MAHKEMESİ :Ceza Dairesi
SAYISI : 2020/1271 E., 2020/1933 K.
SUÇ : Nitelikli yağma
HÜKÜM : İstinaf başvurusunun esastan reddi kararı
TEBLİĞNAME GÖRÜŞÜ : Onama

İlk Derece Mahkemesince verilen hükme yönelik istinaf incelemesi üzerine Bölge Adliye Mahkemesi tarafından verilen kararın; 5271 sayılı Ceza Muhakemesi Kanunu’nun (5271 sayılı Kanun) 286 ncı maddesinin birinci fıkrası uyarınca temyiz edilebilir olduğu, 260 ıncı maddesinin birinci fıkrası gereği temyiz edenin hükmü temyize hak ve yetkisinin bulunduğu, 291 inci maddesinin birinci fıkrası gereği temyiz isteminin süresinde olduğu, 294 üncü maddesinin birinci fıkrası gereği temyiz dilekçesinde temyiz sebeplerine yer verildiği, 298 inci maddesinin birinci fıkrası gereği temyiz isteminin reddini gerektirir bir durumun bulunmadığı yapılan ön inceleme neticesinde tespit edilmekle, gereği düşünüldü:

I. HUKUKÎ SÜREÇ
1. … 11. Ağır Ceza Mahkemesinin, 07.02.2020 tarihli ve 2019/39 Esas, 2020/52 Karar sayılı kararı ile sanık hakkında, nitelikli yağma suçundan, 5237 sayılı Türk Ceza Kanunu’nun (5237 sayılı Kanun) 149 uncu maddesinin birinci fıkrasının (d) ve (h) bentleri, 53 üncü maddesinin birinci, ikinci ve üçüncü fıkraları, 58 inci maddesinin altıncı ve yedinci fıkraları uyarınca 12 yıl hapis cezası ile cezalandırılmasına, hak yoksunluklarına ve cezanın mükerrirlere özgü infaz rejimine göre çektirilmesine, karar verilmiştir.

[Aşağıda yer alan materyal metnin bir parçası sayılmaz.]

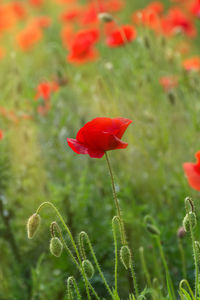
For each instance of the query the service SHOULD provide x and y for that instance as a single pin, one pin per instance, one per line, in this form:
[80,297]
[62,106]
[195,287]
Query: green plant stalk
[123,235]
[195,259]
[122,230]
[182,258]
[116,252]
[97,264]
[144,267]
[165,265]
[74,260]
[134,281]
[188,286]
[71,238]
[75,287]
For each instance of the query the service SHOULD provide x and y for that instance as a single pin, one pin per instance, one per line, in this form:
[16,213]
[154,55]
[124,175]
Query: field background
[36,164]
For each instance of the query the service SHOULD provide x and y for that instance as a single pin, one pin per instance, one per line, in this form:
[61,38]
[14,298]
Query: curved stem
[96,263]
[115,243]
[134,281]
[71,238]
[123,235]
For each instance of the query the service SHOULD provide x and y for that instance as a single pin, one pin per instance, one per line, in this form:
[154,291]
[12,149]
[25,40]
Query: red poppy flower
[1,134]
[192,171]
[168,82]
[100,135]
[195,8]
[177,21]
[121,36]
[192,64]
[81,48]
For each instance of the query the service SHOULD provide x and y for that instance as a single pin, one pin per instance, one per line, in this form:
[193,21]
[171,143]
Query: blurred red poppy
[81,48]
[121,36]
[1,134]
[177,21]
[192,171]
[100,135]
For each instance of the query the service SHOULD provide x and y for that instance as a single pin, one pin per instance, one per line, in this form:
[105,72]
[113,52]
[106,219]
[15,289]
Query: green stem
[123,235]
[96,262]
[115,243]
[70,281]
[144,267]
[195,259]
[165,265]
[71,238]
[182,258]
[134,281]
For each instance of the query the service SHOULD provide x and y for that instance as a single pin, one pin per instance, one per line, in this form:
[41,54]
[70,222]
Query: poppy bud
[33,225]
[189,205]
[88,268]
[181,232]
[190,218]
[56,246]
[125,256]
[152,229]
[105,17]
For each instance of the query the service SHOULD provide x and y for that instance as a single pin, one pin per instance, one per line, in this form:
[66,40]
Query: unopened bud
[152,229]
[88,268]
[105,17]
[33,225]
[125,256]
[56,246]
[189,219]
[181,232]
[189,205]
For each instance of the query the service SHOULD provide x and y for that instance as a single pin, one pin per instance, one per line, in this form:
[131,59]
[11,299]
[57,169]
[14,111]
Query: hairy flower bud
[152,229]
[190,218]
[125,256]
[105,17]
[181,232]
[88,268]
[33,225]
[56,246]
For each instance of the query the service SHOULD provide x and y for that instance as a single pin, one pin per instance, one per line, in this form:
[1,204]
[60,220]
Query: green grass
[149,175]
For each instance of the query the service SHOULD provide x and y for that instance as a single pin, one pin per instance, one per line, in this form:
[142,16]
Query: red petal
[77,147]
[193,175]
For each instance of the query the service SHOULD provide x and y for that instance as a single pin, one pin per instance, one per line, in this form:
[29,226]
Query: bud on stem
[33,225]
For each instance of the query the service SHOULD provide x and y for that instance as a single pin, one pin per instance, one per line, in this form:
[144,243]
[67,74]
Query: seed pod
[88,268]
[189,218]
[33,225]
[105,17]
[152,229]
[125,256]
[181,232]
[56,246]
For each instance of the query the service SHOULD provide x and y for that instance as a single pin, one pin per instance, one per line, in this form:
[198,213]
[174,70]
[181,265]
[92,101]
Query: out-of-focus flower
[120,36]
[81,49]
[177,21]
[42,21]
[192,172]
[100,135]
[29,37]
[168,83]
[43,94]
[1,134]
[195,8]
[36,3]
[150,16]
[192,64]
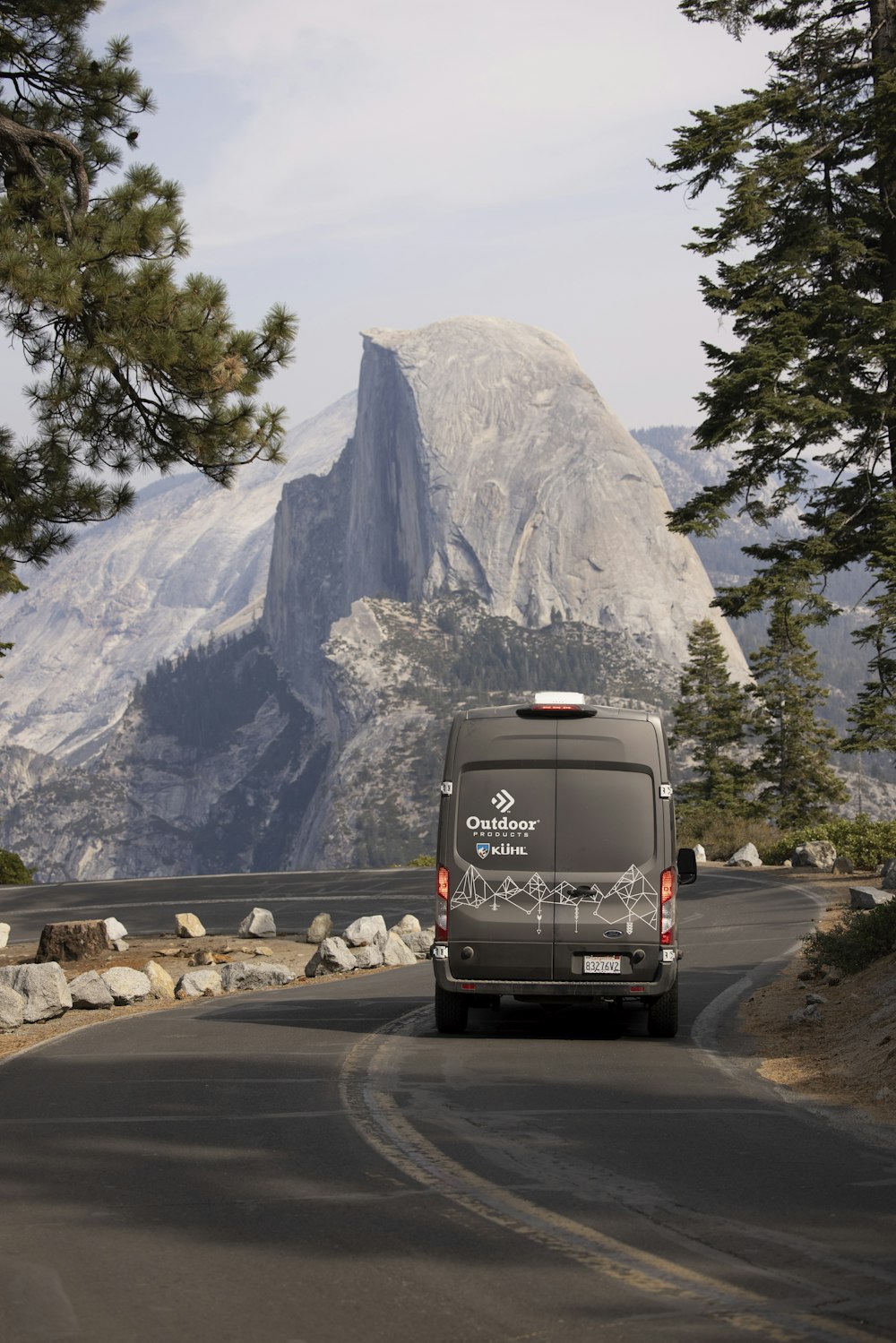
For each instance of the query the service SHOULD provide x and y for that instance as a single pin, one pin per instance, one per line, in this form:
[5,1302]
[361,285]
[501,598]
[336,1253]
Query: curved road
[316,1165]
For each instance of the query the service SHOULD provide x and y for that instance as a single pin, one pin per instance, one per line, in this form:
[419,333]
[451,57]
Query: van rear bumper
[536,989]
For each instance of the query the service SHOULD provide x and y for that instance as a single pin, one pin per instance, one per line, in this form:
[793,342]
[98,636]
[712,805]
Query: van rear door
[608,849]
[501,912]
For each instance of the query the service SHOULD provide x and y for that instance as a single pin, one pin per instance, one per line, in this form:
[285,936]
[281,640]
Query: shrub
[858,939]
[721,833]
[866,842]
[13,872]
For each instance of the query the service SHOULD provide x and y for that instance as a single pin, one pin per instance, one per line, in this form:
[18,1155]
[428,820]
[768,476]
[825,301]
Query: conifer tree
[874,718]
[711,721]
[132,364]
[794,745]
[804,250]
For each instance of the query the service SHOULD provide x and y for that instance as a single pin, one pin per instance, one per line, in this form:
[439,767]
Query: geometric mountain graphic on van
[630,900]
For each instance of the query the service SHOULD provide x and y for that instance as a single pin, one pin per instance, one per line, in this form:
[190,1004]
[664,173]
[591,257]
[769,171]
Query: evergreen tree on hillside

2. … Bölge Adliye Mahkemesi 7. Ceza Dairesinin, 02.10.2020 tarihli ve 2020/1271 Esas, 2020/1933 Karar sayılı kararı ile sanık hakkında İlk Derece Mahkemesince kurulan hükme yönelik, sanık müdafiinin istinaf başvurusunun, tekerrüre esas alınan ilam yönünden yapılan eleştiri ile, 5271 sayılı Kanun’un 280 inci maddesinin birinci fıkrasının (a) bendi uyarınca esastan reddine, karar verilmiştir.

II. TEMYİZ SEBEPLERİ
Sanık Müdafiinin Temyiz Sebebi
1. Katılanın beyanlarındaki çelişki giderilmeden eksik kovuşturma ile hüküm kurulduğuna,
2. Yağma suçunun katılanı olan İpek’e yönelik cebir uygulanmadığından İpek’e yönelik suç vasfının hırsızlık, …’ye yönelik suç vasfının kasten yaralama suçları olduğuna,
3. Sanığın, katılanın telefonundaki resimleri silmek amacıyla telefonları aldığı gözetildiğinde faydalanma kastının bulunmadığına,
4. Etkin pişmanlık hükümlerinin uygulanması gerektiğine,
5. Sanığa yeni müdafi atandığının tebliğ edilerek 5237 sayılı Kanun’un 58 inci maddesinin uygulanması ihtimaline binaen ek savunma hakkının da hatırlatılması gerekirken yeni müdafii atanıp ek savunma hakkının sanığın bilgisi dışında atanan müdafiiye sorulması suretiyle, sanığın savunma hakkının ihlal edildiğine,
6. Takdiri indirim hükümlerinin gerekçesiz şekilde uygulanmadığına,
7. Atılı suçu işlediğine dair müşteki beyanından başka delil bulunmadığından, “Şüpheden sanık yararlanır.” ilkesi gereğince sanığın beraatine,
İlişkindir.

III. OLAY VE OLGULAR
Temyizin kapsamına göre;
A. İlk Derece Mahkemesinin Kabulü
1. Olay gecesi, sanık …’ın katılan …’a ait evde şikâyetçi … ile birlikte kaldığı sırada, İpek’e ait çanta içerisinden 5 adet telefonu ve 4.800,00 TL parayı almak istediği, şikâyetçi …’nin karşı çıkması üzerine eline aldığı kırık cam parçası ile şikâyetçiyi elinden yaralayarak İpek’e ait 5 adet telefonu ve 4.800,00 TL parayı zorla aldığının, kabul edildiği anlaşılmıştır.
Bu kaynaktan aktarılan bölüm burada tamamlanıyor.